Get thee to a nunnery

I just passed a post on reddit where a gentleman performed a part of a scene from Hamlet and I could not help but be in awe the entire time. His delivery, his pacing, he was exactly how I imagine that scene should have been performed. The slight mania, the anger, the self hatred, the concern, it moved me to get up and write something.

I always have thoughts come to mind that I want to type out but I choose to do anything other than that. Honestly, right now I would rather delve into monologues and pretend to be someone else and put emotion into something, but acting isn’t exactly in my book of random ass shit I do ok at. I am dramatic, yes, but acting is something else. When I sing along with musicals I am those characters, I try to be at least, I wonder if acting would feel as freeing. But then you have to act in front of others, there’s an audience, there’s critiques, there’s unkind words and my head is already full of enough of those as it is. Maybe I could just look up some monologues I can recognize and for a moment, just by myself, pretend. I am full of so many emotions, even now fucking crying over a keyboard and I couldn’t tell you why.

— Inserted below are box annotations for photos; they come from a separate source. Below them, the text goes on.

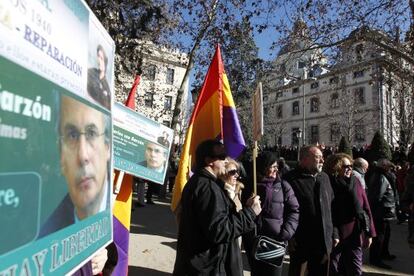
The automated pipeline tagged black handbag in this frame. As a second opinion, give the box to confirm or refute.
[359,210,371,235]
[253,236,286,267]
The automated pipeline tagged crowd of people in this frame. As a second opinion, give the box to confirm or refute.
[173,140,414,276]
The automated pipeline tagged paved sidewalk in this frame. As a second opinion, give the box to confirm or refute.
[129,195,414,276]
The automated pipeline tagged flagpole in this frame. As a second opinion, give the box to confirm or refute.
[253,141,257,195]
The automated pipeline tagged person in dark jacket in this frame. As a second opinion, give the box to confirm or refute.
[401,164,414,249]
[173,140,261,276]
[245,151,299,276]
[368,159,396,269]
[324,153,376,276]
[283,146,339,276]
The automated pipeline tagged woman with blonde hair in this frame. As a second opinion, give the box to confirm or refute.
[324,153,376,276]
[220,157,244,212]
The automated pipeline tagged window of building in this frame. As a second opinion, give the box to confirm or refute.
[167,68,174,84]
[311,81,319,89]
[331,93,339,108]
[291,127,299,146]
[354,87,365,104]
[355,124,365,142]
[144,64,157,81]
[310,125,319,144]
[355,44,364,61]
[292,101,299,115]
[311,97,319,112]
[330,123,341,142]
[354,70,364,78]
[144,92,154,107]
[164,96,172,110]
[276,105,283,119]
[277,135,282,146]
[329,76,339,84]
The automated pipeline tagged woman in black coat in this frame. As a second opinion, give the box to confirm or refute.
[245,151,299,276]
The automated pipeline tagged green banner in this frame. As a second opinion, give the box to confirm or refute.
[0,0,114,275]
[114,103,173,184]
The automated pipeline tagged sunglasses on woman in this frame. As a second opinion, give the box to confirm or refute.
[227,170,239,176]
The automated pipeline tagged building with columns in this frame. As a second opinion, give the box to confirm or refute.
[262,21,414,151]
[115,41,191,143]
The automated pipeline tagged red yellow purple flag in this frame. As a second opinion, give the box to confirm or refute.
[113,75,141,276]
[171,45,246,211]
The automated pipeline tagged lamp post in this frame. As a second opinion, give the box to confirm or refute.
[302,67,308,145]
[296,128,305,161]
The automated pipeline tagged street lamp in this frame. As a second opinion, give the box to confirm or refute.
[302,67,308,145]
[296,128,305,161]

I always felt for Ophelia, but as an adult I wonder if that’s because I wanted to see myself in the sad characters. I did it with songs also, I clung to the sad girl song in musicals or whatever was closest. And while I do still feel for her, having been just another pawn like so many in their tale, I feel more for the protagonist now. They both suffered, and had his father not been murdered and the entire plot been different, they would have been fine, but that’s now how Shakespeare worked. And in this story every suffers, everyone is played with and used, but who was manipulated the most?

It doesn’t matter. Nothing I put into this journal really matters. They’re just ramblings so I can say something into the void instead of just rambling at myself. I don’t know what I wanted to accomplish with this anymore, especially since I don’t use it, like so many other things. I do or use something for a short while and then I only think about it and do nothing more with it. I need a life coach to gently yell at me.